Security researchers have created a practical privacy attack out of a well-known theory around user behaviour. The attack appears to defeat privacy measures such as Tor.

The researchers, according to Ars Technica, have successfully created a site that can profile users based on their keystroke patterns. The website reported: “After a training session that typically takes less than 10 minutes, the website—or any other site connected to the website—can then determine with a high degree of certainty when the same individual is conducting subsequent online sessions.”
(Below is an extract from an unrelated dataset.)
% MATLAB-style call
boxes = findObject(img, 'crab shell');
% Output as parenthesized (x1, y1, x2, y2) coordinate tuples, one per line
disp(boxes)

The ‘keystroke biometrics’ betray your identity because of the tiny pauses and hesitations unique to each individual that come in between each keystroke. According to GodPraksis, the technique has been around since World War II, when British intelligence operators listening to German morse code operators made profiles of the various people signalling the morse code. The speed of code, typing errors et al were used to differentiate between operators.
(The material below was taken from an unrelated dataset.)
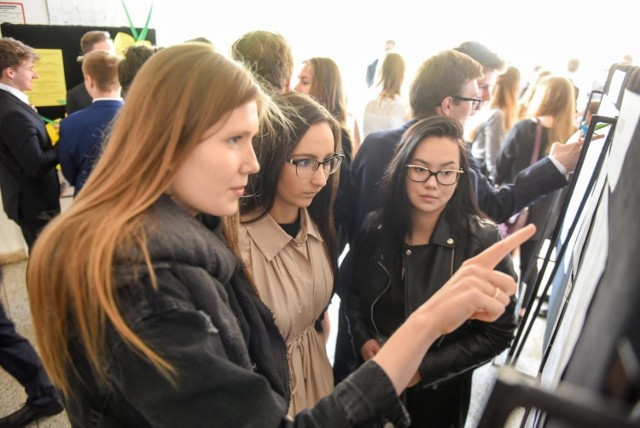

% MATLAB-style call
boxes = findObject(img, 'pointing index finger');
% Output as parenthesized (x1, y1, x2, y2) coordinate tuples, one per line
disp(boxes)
(466, 224, 537, 269)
However, the use of technology to create ‘keystroke biometrics’ is an ominous step for anyone concerned about privacy, according to researchers.
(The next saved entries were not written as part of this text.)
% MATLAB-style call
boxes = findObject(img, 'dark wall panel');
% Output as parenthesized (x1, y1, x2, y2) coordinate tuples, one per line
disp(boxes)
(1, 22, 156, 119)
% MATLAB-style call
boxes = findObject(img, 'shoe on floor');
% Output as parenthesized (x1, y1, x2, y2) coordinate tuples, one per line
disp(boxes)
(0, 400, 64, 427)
"The risk may seem small when you consider one single website collecting this type of information," Runa Sandvik, an independent security researcher and former Tor developer, told Ars Technica. "The real concern with behavioral profiling is when it is being done by multiple big websites owned by the same company or organization. The risk to anonymity and privacy is that you can profile me and log what I am doing on one page and then compare that to the profile you have built on another page. Suddenly, the IP address I am using to connect to these two sites matters much less."

Two researchers, Per Thorsheim and Paul Moore, were so concerned that they created a Chrome browser plugin to partially defeat the threat. The plugin caches input keystrokes and relays them at a pseudo-random rate designed to confound any attempt to profile them.